Literature DB >> 3609728

Homogenization of tandemly repeated nucleotide sequences by distance-dependent nucleotide sequence conversion.

J Dvorák, D Jue, M Lassner.   

Abstract

Previous work revealed that recurrent mutations (= mutation occurring more than once) in the tandemly repeated arrays present in nontranscribed spacers (NTS) of ribosomal RNA genes (rDNA) are clustered, i.e., they most frequently occur in repeats with adjacent or alternate distribution. A possible explanation is that the likelihood of heteroduplex formation, a prerequisite of gene conversion, decreases with the distance between repeats.
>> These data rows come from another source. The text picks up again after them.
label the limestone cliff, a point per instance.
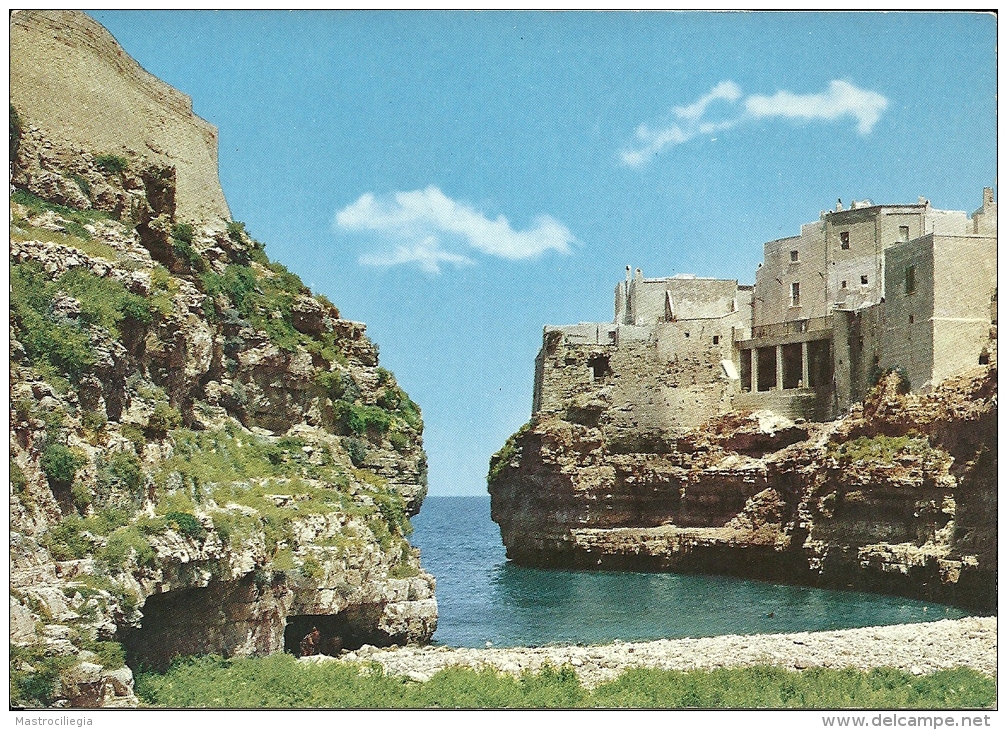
(897, 496)
(203, 456)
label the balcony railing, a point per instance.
(797, 326)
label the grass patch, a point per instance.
(279, 682)
(884, 449)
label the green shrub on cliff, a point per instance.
(60, 464)
(884, 449)
(362, 420)
(507, 453)
(111, 163)
(58, 344)
(280, 682)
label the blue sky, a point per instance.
(457, 180)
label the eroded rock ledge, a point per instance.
(898, 496)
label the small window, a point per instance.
(599, 366)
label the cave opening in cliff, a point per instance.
(349, 629)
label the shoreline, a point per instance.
(916, 647)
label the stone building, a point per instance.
(860, 291)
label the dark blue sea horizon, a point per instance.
(482, 597)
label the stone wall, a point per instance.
(68, 75)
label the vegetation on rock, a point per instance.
(280, 682)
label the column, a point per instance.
(804, 365)
(779, 367)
To test this possibility, evolution of an array of 11 initially homogeneous repeats was computer simulated using three models, two assuming that the likelihood of heteroduplex formation decreases with increasing distance between the repeats and one assuming that it is constant. Patterns of mutation distribution obtained in computer simulations were compared with the distribution of mutations found in the repeated arrays in the NTS of seven rDNA clones. The patterns of mutations generated by the models assuming that the likelihood of heteroduplex formation decreases as distance between the repeats increases agreed with the patterns observed in rDNA; the patterns generated by the model assuming that the likelihood is independent of distance between repeats disagreed with the patterns observed in the rDNA clones. The topology of the heteroduplex formed between DNA in adjacent repeats predicts that the most frequently occurring conversions in the NTS repeated arrays will be shorter than the length of the repeat. The topology of the heteroduplex also predicts that if the heteroduplex leads to crossing over a circular repeat is excised. It is speculated that the circle can transpose or can be amplified via rolling circle replication and subsequently transpose. It is also shown that homogenization of the NTS repeated arrays proceeds at different rates in different species.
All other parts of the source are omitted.